Degenerative disc disease (DDD) of the neck (cervical) region spine indicates that the intervertebral disc has undergone degenerative, wear-and-tear (arthritic) changes, which may or may not lead to significant neck pain and spinal problems. These degenerative changes may occur alone or in combination with other cervical disorders such as a herniated disc or cervical spinal stenosis or narrowing.
How is it diagnosed?
The diagnosis of DDD of the neck is ultimately confirmed if moderate or severe disc height loss is observed on a cervical X-ray. If there is only mild DDD, an MRI is required. The doctor must then evaluate the location and quality of the neck pain to determine if the degenerated disc is actually generating the patient’s pain.
What are the treatment options?
Treatment for DDD of the neck is primarily conservative. The majority of patients with significant pain generally improve with time with non-surgical treatments such as oral medications and/or physical therapy. A short period of immobilization with a soft neck brace (cervical collar) may also be helpful. Steroid injections are usually not effective unless there are other associated spinal conditions such as spinal stenosis, herniated disc, etc.

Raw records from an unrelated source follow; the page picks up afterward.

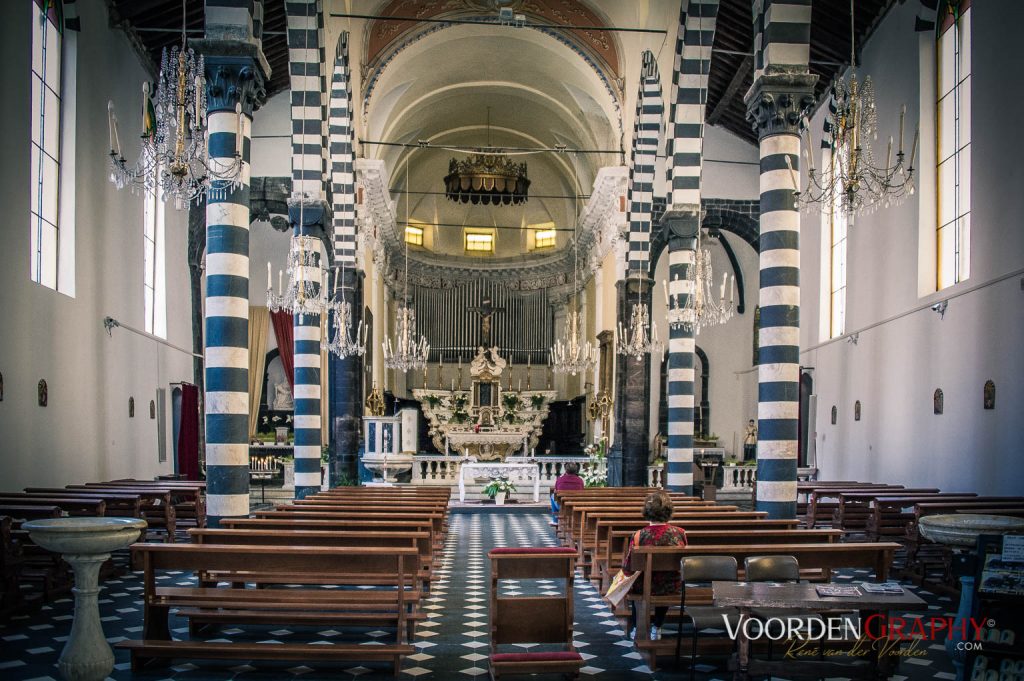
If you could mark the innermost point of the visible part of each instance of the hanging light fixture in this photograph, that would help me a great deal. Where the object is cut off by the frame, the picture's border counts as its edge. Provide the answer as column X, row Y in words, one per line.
column 408, row 352
column 346, row 339
column 854, row 180
column 174, row 157
column 486, row 178
column 306, row 291
column 576, row 355
column 702, row 308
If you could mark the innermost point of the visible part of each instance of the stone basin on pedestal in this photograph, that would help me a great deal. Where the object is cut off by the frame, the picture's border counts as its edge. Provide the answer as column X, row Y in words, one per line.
column 961, row 530
column 85, row 543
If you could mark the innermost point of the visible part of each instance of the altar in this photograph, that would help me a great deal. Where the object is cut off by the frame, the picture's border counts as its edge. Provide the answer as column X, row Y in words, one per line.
column 485, row 422
column 512, row 471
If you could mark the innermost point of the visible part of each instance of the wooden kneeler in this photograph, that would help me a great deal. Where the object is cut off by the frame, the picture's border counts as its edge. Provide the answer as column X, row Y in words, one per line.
column 532, row 619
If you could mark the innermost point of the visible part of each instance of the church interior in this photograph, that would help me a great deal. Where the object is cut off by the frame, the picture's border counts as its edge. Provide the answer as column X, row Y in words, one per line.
column 598, row 339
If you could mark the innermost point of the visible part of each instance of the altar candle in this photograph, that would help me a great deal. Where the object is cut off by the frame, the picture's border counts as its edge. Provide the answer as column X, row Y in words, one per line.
column 110, row 123
column 240, row 136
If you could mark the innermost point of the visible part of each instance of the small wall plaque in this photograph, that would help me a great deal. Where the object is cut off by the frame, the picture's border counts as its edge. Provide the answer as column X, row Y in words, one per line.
column 989, row 401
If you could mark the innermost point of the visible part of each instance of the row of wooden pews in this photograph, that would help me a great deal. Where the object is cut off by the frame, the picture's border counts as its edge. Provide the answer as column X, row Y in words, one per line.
column 598, row 522
column 343, row 558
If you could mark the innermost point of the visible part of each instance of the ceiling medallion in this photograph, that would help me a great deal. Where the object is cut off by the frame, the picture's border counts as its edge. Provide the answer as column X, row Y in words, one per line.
column 486, row 178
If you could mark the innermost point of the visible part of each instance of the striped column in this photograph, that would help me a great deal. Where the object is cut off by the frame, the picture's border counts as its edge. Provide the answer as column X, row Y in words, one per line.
column 226, row 356
column 646, row 132
column 307, row 387
column 680, row 370
column 695, row 35
column 781, row 93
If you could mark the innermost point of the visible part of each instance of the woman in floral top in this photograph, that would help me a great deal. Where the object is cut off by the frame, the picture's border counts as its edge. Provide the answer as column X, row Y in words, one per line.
column 657, row 511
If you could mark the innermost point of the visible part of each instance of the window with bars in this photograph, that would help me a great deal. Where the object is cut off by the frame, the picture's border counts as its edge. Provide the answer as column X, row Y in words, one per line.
column 45, row 146
column 154, row 262
column 953, row 143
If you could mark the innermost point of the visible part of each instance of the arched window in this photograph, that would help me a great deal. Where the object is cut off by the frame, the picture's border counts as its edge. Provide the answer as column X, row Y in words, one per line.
column 953, row 141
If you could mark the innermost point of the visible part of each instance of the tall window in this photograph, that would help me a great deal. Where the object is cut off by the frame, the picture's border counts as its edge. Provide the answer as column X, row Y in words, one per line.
column 155, row 279
column 953, row 143
column 45, row 147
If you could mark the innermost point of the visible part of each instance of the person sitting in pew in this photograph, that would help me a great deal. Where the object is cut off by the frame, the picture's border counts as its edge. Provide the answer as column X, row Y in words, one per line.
column 657, row 511
column 568, row 480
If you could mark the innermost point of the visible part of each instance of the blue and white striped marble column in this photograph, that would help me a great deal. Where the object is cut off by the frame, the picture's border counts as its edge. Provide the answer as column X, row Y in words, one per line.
column 695, row 34
column 781, row 93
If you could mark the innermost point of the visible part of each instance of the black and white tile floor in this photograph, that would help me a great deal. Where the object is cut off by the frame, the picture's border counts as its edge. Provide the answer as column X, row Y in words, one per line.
column 451, row 644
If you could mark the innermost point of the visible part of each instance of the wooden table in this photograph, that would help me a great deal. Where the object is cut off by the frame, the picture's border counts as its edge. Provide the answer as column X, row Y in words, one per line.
column 803, row 598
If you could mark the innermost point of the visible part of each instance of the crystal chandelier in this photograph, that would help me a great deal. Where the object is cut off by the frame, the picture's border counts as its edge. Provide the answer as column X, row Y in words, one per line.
column 346, row 339
column 637, row 342
column 854, row 181
column 408, row 352
column 174, row 157
column 306, row 291
column 702, row 308
column 576, row 355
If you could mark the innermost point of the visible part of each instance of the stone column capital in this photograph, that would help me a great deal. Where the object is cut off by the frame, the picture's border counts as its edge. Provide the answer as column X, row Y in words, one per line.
column 778, row 99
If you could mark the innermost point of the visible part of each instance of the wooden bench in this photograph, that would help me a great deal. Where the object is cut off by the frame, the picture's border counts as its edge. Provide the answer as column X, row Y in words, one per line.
column 376, row 607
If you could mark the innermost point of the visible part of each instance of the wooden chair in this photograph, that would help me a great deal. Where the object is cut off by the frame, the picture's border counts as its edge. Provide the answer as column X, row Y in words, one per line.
column 532, row 619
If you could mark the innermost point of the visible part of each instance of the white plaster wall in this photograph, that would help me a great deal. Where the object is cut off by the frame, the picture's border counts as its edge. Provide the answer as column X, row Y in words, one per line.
column 84, row 433
column 897, row 365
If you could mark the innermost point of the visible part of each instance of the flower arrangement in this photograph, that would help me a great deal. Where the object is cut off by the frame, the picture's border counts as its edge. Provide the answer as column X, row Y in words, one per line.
column 499, row 484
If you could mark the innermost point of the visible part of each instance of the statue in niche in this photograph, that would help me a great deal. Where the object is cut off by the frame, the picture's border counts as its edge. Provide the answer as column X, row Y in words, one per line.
column 989, row 398
column 283, row 399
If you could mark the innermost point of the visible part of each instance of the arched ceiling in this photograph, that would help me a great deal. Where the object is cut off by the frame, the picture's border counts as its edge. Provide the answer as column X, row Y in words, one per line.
column 540, row 92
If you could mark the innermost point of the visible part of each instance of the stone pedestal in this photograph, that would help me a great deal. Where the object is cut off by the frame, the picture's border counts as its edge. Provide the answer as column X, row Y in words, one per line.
column 85, row 544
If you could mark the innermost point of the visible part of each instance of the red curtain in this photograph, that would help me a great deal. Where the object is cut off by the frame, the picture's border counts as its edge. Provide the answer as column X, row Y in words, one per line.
column 188, row 433
column 282, row 323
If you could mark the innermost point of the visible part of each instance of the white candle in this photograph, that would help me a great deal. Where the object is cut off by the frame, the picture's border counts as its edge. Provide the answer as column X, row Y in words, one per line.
column 902, row 114
column 110, row 123
column 241, row 134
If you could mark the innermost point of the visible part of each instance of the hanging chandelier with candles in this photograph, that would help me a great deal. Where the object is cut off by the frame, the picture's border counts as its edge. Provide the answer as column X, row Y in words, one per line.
column 854, row 180
column 173, row 157
column 574, row 355
column 638, row 341
column 702, row 308
column 408, row 352
column 347, row 339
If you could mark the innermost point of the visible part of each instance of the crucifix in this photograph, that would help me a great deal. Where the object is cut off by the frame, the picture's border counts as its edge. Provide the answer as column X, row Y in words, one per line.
column 485, row 310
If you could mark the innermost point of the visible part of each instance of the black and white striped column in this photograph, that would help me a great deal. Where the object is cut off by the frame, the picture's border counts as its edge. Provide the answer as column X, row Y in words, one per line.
column 646, row 132
column 781, row 92
column 695, row 35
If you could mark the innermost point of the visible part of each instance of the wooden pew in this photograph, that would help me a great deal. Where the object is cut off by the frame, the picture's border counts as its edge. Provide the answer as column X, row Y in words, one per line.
column 825, row 557
column 279, row 606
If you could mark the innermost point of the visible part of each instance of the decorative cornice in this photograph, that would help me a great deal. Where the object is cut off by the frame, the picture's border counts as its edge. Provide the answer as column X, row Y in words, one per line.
column 778, row 99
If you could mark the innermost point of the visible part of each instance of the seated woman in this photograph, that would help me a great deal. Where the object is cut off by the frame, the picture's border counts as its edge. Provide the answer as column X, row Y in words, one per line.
column 657, row 511
column 568, row 480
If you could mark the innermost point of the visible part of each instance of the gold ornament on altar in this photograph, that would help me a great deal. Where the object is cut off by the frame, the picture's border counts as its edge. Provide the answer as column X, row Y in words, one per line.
column 375, row 402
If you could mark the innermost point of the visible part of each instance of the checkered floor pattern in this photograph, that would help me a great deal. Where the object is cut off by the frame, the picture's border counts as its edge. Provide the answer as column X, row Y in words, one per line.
column 452, row 644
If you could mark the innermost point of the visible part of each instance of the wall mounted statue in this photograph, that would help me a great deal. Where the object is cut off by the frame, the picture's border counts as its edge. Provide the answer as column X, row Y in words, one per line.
column 989, row 398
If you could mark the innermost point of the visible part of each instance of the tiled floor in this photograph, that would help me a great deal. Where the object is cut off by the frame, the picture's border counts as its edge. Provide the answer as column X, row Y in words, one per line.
column 452, row 644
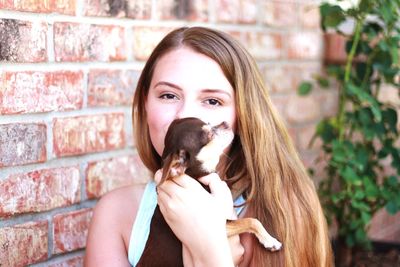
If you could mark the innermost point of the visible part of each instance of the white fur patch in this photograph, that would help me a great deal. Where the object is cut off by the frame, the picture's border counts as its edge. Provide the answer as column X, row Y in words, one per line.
column 209, row 155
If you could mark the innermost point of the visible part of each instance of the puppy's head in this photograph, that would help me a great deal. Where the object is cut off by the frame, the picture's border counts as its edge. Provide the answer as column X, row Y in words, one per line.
column 193, row 147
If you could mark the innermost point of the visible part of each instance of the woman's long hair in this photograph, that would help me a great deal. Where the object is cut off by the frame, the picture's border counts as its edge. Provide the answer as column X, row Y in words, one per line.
column 264, row 164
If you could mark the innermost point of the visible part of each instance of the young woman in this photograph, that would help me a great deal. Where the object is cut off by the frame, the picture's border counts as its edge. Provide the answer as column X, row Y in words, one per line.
column 204, row 73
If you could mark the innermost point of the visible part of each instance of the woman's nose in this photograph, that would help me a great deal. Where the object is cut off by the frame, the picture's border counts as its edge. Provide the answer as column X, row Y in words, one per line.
column 187, row 110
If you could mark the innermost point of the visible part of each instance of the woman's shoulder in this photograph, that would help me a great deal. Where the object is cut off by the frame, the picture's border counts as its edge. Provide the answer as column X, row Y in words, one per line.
column 119, row 208
column 127, row 196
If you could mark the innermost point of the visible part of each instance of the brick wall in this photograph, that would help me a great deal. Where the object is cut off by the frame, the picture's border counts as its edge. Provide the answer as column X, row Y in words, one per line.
column 68, row 69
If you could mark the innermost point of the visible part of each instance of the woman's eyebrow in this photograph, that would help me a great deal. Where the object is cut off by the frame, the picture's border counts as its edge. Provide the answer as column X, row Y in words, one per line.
column 207, row 90
column 218, row 91
column 167, row 84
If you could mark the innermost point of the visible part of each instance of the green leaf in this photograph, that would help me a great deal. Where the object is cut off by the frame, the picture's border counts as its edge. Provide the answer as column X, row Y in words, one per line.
column 350, row 176
column 391, row 207
column 322, row 81
column 390, row 117
column 365, row 217
column 332, row 15
column 365, row 98
column 304, row 88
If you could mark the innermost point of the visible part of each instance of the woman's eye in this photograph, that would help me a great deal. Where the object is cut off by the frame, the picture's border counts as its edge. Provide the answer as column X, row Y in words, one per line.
column 168, row 96
column 213, row 102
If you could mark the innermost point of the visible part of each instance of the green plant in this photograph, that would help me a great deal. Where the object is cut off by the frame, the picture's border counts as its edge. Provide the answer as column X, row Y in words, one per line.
column 363, row 134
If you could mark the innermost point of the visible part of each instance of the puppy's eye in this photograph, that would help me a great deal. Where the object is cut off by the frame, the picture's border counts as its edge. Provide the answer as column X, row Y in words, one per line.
column 213, row 102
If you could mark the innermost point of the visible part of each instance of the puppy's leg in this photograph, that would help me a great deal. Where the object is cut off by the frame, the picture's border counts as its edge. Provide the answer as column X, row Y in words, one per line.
column 254, row 226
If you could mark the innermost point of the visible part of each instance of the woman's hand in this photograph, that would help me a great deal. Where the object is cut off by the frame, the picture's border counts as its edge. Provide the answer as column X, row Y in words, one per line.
column 198, row 218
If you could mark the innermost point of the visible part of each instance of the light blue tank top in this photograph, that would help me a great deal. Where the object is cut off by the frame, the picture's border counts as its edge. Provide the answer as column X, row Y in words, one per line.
column 141, row 226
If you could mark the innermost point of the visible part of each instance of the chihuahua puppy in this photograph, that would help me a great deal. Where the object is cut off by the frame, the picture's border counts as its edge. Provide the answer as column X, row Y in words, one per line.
column 194, row 148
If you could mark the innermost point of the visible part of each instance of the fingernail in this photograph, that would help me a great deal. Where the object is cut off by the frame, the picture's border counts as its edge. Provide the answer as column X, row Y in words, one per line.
column 157, row 176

Patients who do not benefit from conservative treatments and still have disabling degenerative disc disease pain are considered candidates for surgery. The surgery for isolated DDD is anterior cervical fusion or artificial disc replacement (disc arthroplasty). When the disease involves more than just a disc, the entire vertebrae may be removed. This procedure, a cervical corpectomy, is often done to treat stenosis with spinal cord compression caused by bone spur growth. A bone graft fusion may also be required.